Les montagnes et le "stairway to heaven" au fond
D’ailleurs c’est à l’une de ces intersections, où, nous étions trompés, et alors que je me soulageais la vessie tout en écoutant le « bruit blanc de l’eau » que tout à coup, le son relaxant de la rivière fut couvert par un autre bruit assourdissant et autrement plus menaçant. Remballant Popol vitesse grand V, me voilà en train de courir vers Sibylle en lui criant : « COURS ! COURS ! un essaim de guêpes nous fonce dessus ». Nous voilà alors, courant aussi vite qu’on peut avec nos sacs de 10kg sur un chemin rocailleux, poursuivis par des milliers de guêpes. Ca nous fout une belle trouille surtout lorsqu’elles nous volent au dessus en bourdonnant. Finalement, ça ne devait pas être à nous qu’elles en voulaient puisqu’elles n’auront fait que passer, mais ça nous aura fichu une sacrée frousse et c’est pantelant de l’effort fourni que l’on s’est pris une pause bien méritée avant de rejoindre Timang ou bien était-ce Pisang ?

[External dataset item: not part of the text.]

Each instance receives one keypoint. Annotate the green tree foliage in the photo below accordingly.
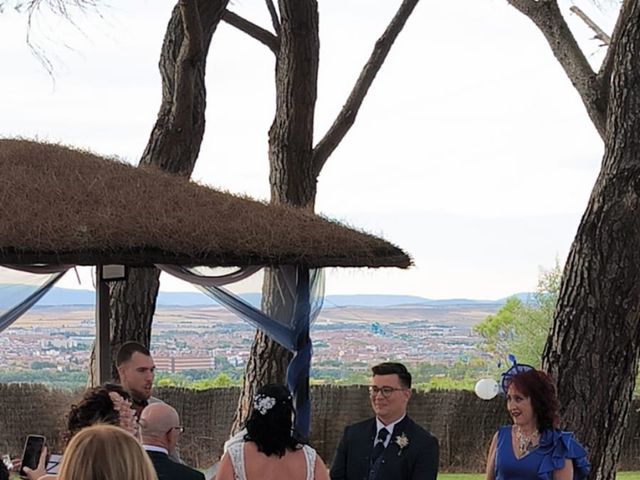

Le paysage enneigé aux alentours de Pisang
Jour 7 :

Il est 8h du matin, nous sommes à 3200m et le manque d’oxygène se fait sentir. Un léger mal de tête me taraude depuis notre arrivée, mais rien de bien méchant, par contre j’ai régulièrement besoin de prendre une grande bouffée d’air, car j’ai l’impression de suffoquer. Du coup la nuit n’aura pas été aussi reposante que prévue et je me suis réveillé à de nombreuses reprises. D’autant plus que nous avons discuté hier soir avec une Hollandaise qui redescendait de Manang, car le col était fermé pour cause de neige et 2 porteurs Népalais sont morts. L’un a attrapé le mal d’altitude et est tombé du chemin, quand l’autre est descendu pour l’aider, ils ont été pris dans une fatale tempête de neige…
Avant le départ, je prends un Doliprane et ma migraine passe rapidement, Sibylle, elle, ne souhaite pas fausser les symptômes et décide de ne rien prendre malgré le fait qu’elle souffre comme moi.

Des chevaux paissant dans les montagnes
C’est d’une humeur mitigée que nous entamons l’étape vers Manang, 3500m, et premier village de haute altitude.
Le paysage a complètement changé, les forêts d’arbres en fleurs ont disparues, plus de rizières non plus, nous marchons dans la neige à travers des steppes désertiques.

Le désert des montagnes
On voit de plus en plus régulièrement des moulins à prières ainsi que des Chorten, simples entassements de pierres, sacrés, qu’il faut contourner par la gauche.
Moulin à prières

Un moulin à prières et un Chorten au fond

Nous essayons de négocier notre repas de déjeuner (comme d’habitude) mais les restaurants nous renvoient dans les roses, et nous continuons notre chemin pour trouver une petite masure, où des locaux nous proposent un plat à un prix très compétitif. Du coup on passe un déjeuner avec des vrais népalais au milieu de nulle part.
Après le déjeuner, nous repartons pour 15 minutes de marche et arrivons enfin à Manang.